And these examples are only using sans-serif faces.  Imagine trying to 
squeeze serifs in there also!  But this problem is not limited to 
only computer screens.  In reality, any font that you are trying to 
represent below approximately 60 ppem can have this problem with 
certain characters.  And if you do the math (from the ppem formula 
supplied in Talk #1), you will realize that 60 ppem corresponds to 
around 14 point at 300 dpi.  This means it is impossible to produce 
high-quality text at 14 point and below at 300 dpi if you base all of 
your calculations on simple linear scaling.  

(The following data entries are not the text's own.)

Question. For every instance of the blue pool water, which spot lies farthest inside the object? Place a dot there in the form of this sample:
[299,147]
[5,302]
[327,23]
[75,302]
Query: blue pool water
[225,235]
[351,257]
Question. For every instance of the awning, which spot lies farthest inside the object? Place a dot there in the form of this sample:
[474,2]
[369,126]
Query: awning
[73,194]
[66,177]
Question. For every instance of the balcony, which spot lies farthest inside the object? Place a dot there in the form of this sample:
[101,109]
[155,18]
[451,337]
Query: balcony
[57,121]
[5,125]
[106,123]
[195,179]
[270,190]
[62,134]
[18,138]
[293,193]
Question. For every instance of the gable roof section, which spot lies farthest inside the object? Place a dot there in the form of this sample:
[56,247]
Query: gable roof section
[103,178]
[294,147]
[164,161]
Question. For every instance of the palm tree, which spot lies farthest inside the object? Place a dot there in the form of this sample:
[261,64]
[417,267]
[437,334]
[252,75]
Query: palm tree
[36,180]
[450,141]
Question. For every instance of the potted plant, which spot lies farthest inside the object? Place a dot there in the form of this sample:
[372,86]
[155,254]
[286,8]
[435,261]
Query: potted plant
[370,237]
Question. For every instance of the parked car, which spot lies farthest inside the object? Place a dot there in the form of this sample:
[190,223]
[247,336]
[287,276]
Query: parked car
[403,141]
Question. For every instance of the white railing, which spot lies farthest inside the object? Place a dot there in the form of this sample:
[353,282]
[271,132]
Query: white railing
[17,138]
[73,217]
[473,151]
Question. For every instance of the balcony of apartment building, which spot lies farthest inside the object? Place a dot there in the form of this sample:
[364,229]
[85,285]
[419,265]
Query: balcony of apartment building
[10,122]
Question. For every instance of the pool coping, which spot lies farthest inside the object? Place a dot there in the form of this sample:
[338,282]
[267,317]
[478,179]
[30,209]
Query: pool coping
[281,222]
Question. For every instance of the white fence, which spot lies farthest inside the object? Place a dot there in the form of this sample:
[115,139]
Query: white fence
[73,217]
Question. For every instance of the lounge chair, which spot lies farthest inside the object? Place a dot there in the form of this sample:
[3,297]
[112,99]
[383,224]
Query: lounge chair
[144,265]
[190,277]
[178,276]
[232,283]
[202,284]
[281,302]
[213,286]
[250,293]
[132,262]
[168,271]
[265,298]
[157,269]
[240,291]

You'll notice that if you take this exact same letter "m" and try to 
render it on a reasonably high resolution device, this rounding problem 
goes away.  If you have at least 252 pixels across for the example given 
above, there is absolutely no problem since the character will scale 
linearly.  Now you've got two different devices (the screen and the 
printer), each with the exact same character at the exact same point 
size, and each reporting different widths.  Both widths are right, but 
both are also wrong.



Existing Digitial Typography Systems
====================================

Under existing systems, such as the Intellifont format from AGFA (found
in the HP LaserJet III printer and others) and the Type-1 format from 
Adobe (found in PostScript printers), this problem of having two "correct"
answers for the width of each character is an incredibly hard engineering
problem to solve.  In fact, it's an impossible problem to solve.  Remember,
both of these systems were designed for printers first.  It took several 
years before Adobe Type Manager was made available for Windows and the
Macintosh.  Because the font rasterizers were originally designed to 
exist only within the printer, there was no way to communicate the width 
of each character back to the application in the host computer.  If you 
do the typographically correct thing and allow non-linear scaling, the 
width of each character will depend upon both the point size you are 
trying to render *and* the resolution of your target device.  The ideal 
width (i.e., the non-linearly scaled value) of a particular character at 
5 point may be one value, but an entirely different value at 6 point, yet 
another at 7 point, etc.  And none of these may match the easily 
calculated linearly scaled values.  If you allow non-linear scaling, you 
cannot successfully predict exactly what the widths of the characters 
will be until you actually try to render each character by applying the 
hints.

Applications that are running on the host computer system connected to 
these stand-alone printers will be attempting to figure out line breaks 
and page breaks based upon the widths of those characters.  The only way 
for the application to calculate these various widths is to assume that 
all characters at all point sizes will scale linearly.  By allowing
only linear scaling, the application on the host only needs a list of 
the high-resolution widths for each character.  It can then do the 
simple integer math itself to figure out how wide a character will be 
at a certain size without having to communicate with the printer.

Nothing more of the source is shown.